I once asked a friend who smokes cigarettes whether he felt bad about himself for his nicotine habit. I said this in jest, aligned with my dry, sometimes dark humor. He responded, “yeah, it’s actually the thing I hate the most about myself.” Immediately, I felt like an asshole. I remembered everyone in my life who tried to quit, including my brother in his brief stint as a smoker, and my father’s various failed attempts. Almost everyone I know who smokes has told me they wish they never started.
I have a friend who is doing a graduate exchange program in Germany. Everyone was excited for him when he started — but now he hates it. He hates being surrounded by cigarette smoke all day every day, and he avoids many social events as a result. He can’t wait to finish and leave. I felt bad, but perhaps Germany is not the best place to live for an average American who is sensitive to cigarette smoke.
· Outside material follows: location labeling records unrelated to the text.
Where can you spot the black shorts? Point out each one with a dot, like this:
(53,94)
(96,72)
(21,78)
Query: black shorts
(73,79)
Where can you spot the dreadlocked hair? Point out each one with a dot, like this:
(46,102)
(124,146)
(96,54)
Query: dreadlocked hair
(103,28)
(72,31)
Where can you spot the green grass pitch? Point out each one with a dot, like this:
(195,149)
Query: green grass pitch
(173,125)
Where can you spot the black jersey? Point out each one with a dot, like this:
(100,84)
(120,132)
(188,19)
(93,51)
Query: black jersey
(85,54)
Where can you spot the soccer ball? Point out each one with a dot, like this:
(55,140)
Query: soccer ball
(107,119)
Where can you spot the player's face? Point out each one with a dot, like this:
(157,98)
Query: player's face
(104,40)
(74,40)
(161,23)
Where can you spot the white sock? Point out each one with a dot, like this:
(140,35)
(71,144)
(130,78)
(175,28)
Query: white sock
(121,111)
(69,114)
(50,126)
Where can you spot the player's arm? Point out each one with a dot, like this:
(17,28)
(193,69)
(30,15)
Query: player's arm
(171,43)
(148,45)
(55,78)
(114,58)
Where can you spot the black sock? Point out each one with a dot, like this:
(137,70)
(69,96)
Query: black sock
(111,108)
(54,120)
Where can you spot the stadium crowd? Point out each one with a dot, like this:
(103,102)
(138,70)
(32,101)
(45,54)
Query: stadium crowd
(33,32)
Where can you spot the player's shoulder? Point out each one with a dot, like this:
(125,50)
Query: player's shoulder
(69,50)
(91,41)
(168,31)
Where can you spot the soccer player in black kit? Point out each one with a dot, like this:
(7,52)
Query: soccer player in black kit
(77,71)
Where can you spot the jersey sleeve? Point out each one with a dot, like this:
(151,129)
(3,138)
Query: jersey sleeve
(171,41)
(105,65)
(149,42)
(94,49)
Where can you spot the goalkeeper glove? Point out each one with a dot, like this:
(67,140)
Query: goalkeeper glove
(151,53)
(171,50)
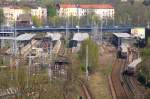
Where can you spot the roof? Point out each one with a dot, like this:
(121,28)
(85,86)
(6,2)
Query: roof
(80,36)
(87,6)
(135,63)
(54,36)
(24,17)
(25,37)
(122,35)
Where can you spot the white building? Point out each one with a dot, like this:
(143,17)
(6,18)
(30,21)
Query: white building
(102,10)
(39,12)
(11,14)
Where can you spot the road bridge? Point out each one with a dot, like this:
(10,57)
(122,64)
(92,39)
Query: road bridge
(82,29)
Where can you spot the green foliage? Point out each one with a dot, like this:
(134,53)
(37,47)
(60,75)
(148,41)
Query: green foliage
(51,10)
(37,21)
(93,54)
(146,53)
(144,72)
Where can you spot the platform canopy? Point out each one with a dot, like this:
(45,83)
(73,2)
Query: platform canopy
(135,63)
(54,36)
(122,35)
(80,36)
(25,37)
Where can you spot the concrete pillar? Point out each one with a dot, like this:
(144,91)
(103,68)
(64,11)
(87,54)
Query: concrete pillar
(2,43)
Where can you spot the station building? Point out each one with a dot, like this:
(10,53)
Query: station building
(101,10)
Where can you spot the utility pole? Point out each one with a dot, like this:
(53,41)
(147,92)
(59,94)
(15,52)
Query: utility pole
(28,69)
(101,33)
(87,72)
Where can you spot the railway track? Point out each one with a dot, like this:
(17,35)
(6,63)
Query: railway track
(116,80)
(66,52)
(124,86)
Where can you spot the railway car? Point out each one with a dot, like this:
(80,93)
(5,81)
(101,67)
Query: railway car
(123,51)
(132,67)
(141,36)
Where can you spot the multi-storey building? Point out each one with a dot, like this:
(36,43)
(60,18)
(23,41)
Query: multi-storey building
(11,13)
(102,10)
(40,12)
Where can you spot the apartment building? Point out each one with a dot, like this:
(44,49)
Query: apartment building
(11,13)
(102,10)
(40,12)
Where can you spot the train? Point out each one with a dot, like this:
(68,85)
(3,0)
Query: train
(122,51)
(132,67)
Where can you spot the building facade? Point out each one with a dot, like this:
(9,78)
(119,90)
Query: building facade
(102,10)
(40,12)
(12,13)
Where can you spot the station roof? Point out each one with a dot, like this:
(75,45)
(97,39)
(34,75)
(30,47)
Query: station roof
(135,63)
(54,36)
(80,36)
(25,37)
(6,38)
(122,35)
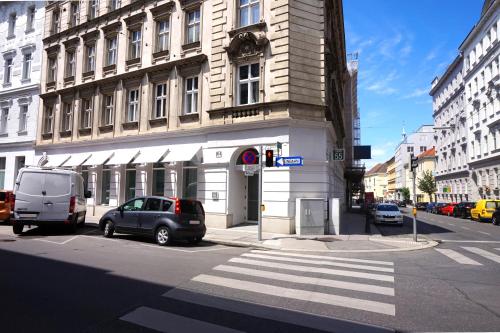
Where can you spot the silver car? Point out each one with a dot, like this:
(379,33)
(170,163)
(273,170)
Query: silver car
(388,213)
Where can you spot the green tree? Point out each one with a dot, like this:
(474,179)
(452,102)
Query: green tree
(427,184)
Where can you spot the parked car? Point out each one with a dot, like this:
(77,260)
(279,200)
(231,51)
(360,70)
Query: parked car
(162,218)
(421,205)
(388,213)
(462,209)
(48,196)
(484,209)
(447,209)
(6,198)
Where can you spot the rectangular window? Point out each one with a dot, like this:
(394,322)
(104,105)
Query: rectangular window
(30,18)
(160,101)
(133,105)
(111,50)
(163,31)
(4,116)
(67,116)
(12,25)
(7,73)
(27,66)
(86,120)
(248,84)
(193,26)
(135,44)
(23,119)
(191,95)
(249,12)
(107,117)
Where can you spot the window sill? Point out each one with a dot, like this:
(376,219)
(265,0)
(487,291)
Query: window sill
(130,125)
(105,128)
(85,131)
(192,117)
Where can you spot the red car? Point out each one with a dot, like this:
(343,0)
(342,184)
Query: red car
(447,209)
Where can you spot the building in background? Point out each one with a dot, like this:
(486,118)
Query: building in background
(21,28)
(176,98)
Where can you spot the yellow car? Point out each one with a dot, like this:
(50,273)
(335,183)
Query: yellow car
(484,209)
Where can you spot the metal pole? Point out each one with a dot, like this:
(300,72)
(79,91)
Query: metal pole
(414,205)
(260,194)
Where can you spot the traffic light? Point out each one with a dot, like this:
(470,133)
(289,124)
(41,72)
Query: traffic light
(269,158)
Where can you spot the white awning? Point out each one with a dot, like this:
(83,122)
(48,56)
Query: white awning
(151,155)
(181,153)
(123,156)
(77,159)
(98,158)
(56,160)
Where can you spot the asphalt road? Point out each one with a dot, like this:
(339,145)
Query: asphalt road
(57,282)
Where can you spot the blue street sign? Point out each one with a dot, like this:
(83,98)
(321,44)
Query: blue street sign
(289,161)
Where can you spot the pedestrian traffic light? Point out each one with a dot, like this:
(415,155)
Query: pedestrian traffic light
(269,158)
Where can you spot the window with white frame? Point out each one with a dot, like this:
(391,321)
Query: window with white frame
(249,12)
(7,73)
(111,47)
(135,44)
(27,58)
(86,115)
(163,32)
(108,111)
(67,115)
(191,95)
(160,109)
(48,118)
(133,105)
(23,118)
(248,84)
(193,26)
(4,116)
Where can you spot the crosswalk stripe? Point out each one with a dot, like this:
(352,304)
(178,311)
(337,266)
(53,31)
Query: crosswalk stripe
(371,276)
(460,258)
(320,262)
(483,253)
(169,322)
(307,280)
(349,302)
(312,256)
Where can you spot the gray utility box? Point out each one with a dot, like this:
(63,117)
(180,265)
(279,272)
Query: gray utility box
(310,216)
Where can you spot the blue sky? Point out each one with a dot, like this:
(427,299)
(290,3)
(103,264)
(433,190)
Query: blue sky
(402,46)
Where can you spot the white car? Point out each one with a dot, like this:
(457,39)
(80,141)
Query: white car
(388,213)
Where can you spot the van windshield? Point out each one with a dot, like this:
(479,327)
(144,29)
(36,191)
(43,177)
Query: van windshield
(31,183)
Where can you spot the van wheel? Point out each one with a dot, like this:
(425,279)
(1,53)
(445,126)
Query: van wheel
(163,236)
(17,228)
(109,229)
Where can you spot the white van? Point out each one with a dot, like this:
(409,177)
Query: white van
(48,196)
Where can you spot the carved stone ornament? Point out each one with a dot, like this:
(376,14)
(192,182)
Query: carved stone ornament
(246,44)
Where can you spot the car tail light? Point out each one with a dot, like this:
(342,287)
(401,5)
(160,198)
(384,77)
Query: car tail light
(72,203)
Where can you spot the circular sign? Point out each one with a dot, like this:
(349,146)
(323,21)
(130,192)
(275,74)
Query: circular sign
(249,157)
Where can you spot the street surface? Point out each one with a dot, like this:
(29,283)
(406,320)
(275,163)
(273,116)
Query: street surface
(56,282)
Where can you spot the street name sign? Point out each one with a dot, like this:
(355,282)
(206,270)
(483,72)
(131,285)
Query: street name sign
(289,161)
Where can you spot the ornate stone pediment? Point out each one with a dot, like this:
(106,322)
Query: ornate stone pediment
(245,45)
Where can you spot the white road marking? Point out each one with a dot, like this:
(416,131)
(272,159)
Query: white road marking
(169,322)
(461,259)
(342,301)
(483,253)
(320,262)
(371,276)
(364,261)
(307,280)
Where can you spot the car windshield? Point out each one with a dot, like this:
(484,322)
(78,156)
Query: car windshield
(387,208)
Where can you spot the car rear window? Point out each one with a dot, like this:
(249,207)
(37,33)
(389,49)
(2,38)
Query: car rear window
(191,207)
And it made me, in some twisted logic, wonder if as a society, being more critical of smokers and more sensitive to cigarette smoke is making Americans less equipped for travel in places like Germany or China where cigarette smoking is less the exception and more of the norm than it is in the United States.
This is just another anecdotal indicator of the fact that America has been very unique in the success of its anti-smoking campaign. According to the World Health Organization, the United States is close to the bottom of smoking rates in developed countries, having a significantly lower proportion of smokers than European countries like Germany and the Netherlands and Asian countries like Japan and China. In 2005, 20.9% of Americans smoked. In 2021, that number decreased to 11.5% of Americans.
I thought, for a moment, that maybe, just maybe, shame is not the best tool in our society-wide push to raise awareness Yes, smoking is bad for the smoker, and yes, second hand smoke is bad. There’s a part of me that feels like maybe shaming is not the answer.
I have long had a complicated relationship with cigarettes. I never personally smoked them, and I have long learned that I scapegoated cigarettes for a lot of the problems my family had. But there’s still a part of me that absolutely hates cigarettes and has a visceral reaction, beyond not liking the smell or being sensitive to it. There is a part of me that will always ask, despite intellectually knowing exactly why someone might struggle, “why can’t you just quit?”
I think I am not alone, but I, too, struggle with the balance between compassion, judgment, and moving toward a healthier society for smokers and nonsmokers. Each person has their individual experiences and opinions, and perhaps not everyone has as complicated of a relationship as me.
But I do think we can hold two truths at once, being compassionate of those who smoke and may struggle to quit, while also considering and moving towards the public good. We all know a smoker. And a lot of us do have deeply salient relationships with the smokers in our lives and their relationship to smoking, and a lot of people who smoke themselves also have deeply salient relationships with cigarettes in how it makes them feel and how much they want to quit.
And those relationships are anything but easy.